I stroll while staring and raging
with difficulty at the stubborn sky.

On my honor I step a little distance
from behind the curtain, only to disappear
the moment no birds sing, which occurs frequently.
Leaves dustier than furniture, the sound
of sleeping grating through the cosmos,
my footstool, my only talisman.
It's been real, arguing on your behalf.
Gray cobweb shadow, falling, floundering,
finding a place to not be shy and think
boldly about the oldness of beauty, a place
to rest its weary insubstantial head.

It may be that I stand on the threshold
of the checkout line, unsure of what
to be impulsive about, which momentous emptiness
to spontaneously identify my alienation with,
what kind of languor to slide into

before being reduced to grubbing for credentials,
locked in that tumid late-afternoon skin,
effervescing in its sea of dreams.
And all the things hearkening back to it,
the boat ride to breaker beach
there at the end of one world
where it paid to rage at the stammering waves
that kicked and screamed solely for my benefit,
staged objections to the inexorable fact of me.

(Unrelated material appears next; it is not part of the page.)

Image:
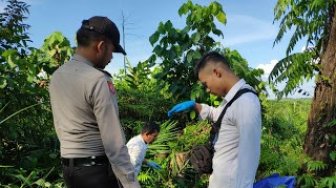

Look: I've installed a turnstile in my kitchen,
so your picture-postcard of desolation has no power over me.
In this doggy-dog world land is made motionless
and the broads are standing on the wharves
with some of that sipping whisky on those silver trays,
which we'd be a bear to pass up. You speak
of the old gods who've washed up on shore,
but I don't see them, don't hear their hue and cry,
though their maze awaits us, will amaze us.
Here, let me get this little rock out of my damn shoe.
Then we can talk about paddling off to parts unknown.